In the meantime, make them into giant croquet hoops and put in the garden to hold plastic or floating row covers. Crochet around them with a color-fast yarn to make padded hangers for good clothes. Pull them into circles and use as wreath bases. Bend them into hairpin shapes and stick in the ground to use as hose guides this summer, to pin down drip irrigation hoses, and to pin down tomato cages, row covers and such. Check with dry cleaners, schools, motels, thrift stores, anywhere that people are hanging up clothing or coats, might get rid of at least some of them. If they are the extremely flimsy sort, they work well for wire sculpture. Stiffer ones will work as at least part of the armature for clay and papier mache sculptures. Pull them into shapes, pull old panty hose over them and let the kiddies decorate the "masks". Use pieces to make mobiles. Wire up your car's exhaust system. Pieces make clips for metal fence posts when it isn't worth the effort to go to town for the few you need. Mend woven wire fence with pieces of hangers. Check camping books/sites for ways to turn cans into pots with wire bails or handles. I don't know that I would feel safe sticking a hot dog or marshmallow onto a coat hanger to cook it, but you can make a circle at one end, cover it with foil and make a small griddle.

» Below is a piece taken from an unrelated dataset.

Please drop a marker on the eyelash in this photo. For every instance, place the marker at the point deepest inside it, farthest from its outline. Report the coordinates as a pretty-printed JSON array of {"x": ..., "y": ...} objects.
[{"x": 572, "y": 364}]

If you are really desperate to use them up, cut lengths of the wire, flatten on end, drill a hole for threading, then use a grinder to smooth the flattened end and point the other end-a lacing needle. Some will work (sort of) as welding rods, but you have to be up against the wall to try this one. Gerbil

-- Gerbil (ima_gerbil@hotmail.com), February 15, 2000.


Gerbil, you are the only person other than myself and a couple of my coworkers who ever used a coathanger for welding rod, to my knowledge.

We were about three hours off the nearest paved road, doing when our trailer hitch broke. I wish I could say I was the one who had this idea, but it was John McNulty who thought of it; we had no welding rod, but we did have the oxyacetylene rig. Welded it up, and never had to repair it, for a few years at least, when I transferred to another office. Burn the paint off first, for best results. Otherwise, it seems as good as welding rod to me.

-- jumpoff joe (jumpoff@echoweb.net), February 15, 2000.


Give 'em back to the laundry.

-- walt (longyear@shentel.net), February 17, 2000.

This is to Gerbil, Don't know how many 'years' ya have under your belt, but I bet it's plenty! (ie: knowlege-not years!) Wish my Daddy were here for the 'information' age, he would have been-astounded! If you ever need to fit two pipes, the same dia, ask me! Dry ice and a torch. Final Answer? Bet you know!

-- Kathy (catfish@bestweb.net), February 17, 2000.

The uniform company wont take them back !Doesn't make sense to me.

-- Patty Gamble (fodfarms@slic.com), February 18, 2000.


Coathangers! They do make good welding rods. We still use them at times for repairing exhaust systems. Seems they're as good as or maybe even a little better than brass rods and CHEAPER! Another use is to throw them in concrete for added strength and stability. Worn out/broken/bent and otherwise junk lawnmower blades are also good in crete. Gets all the junk and sharp thingies out of the way of kids and blundering people like me. If you're not pouring crete and have steel junk, including hangers, bury them around your young trees. Iron makes trees grow much faster in this neck of the woods. Paint needs to be burned off first so the junk will rust away quickly.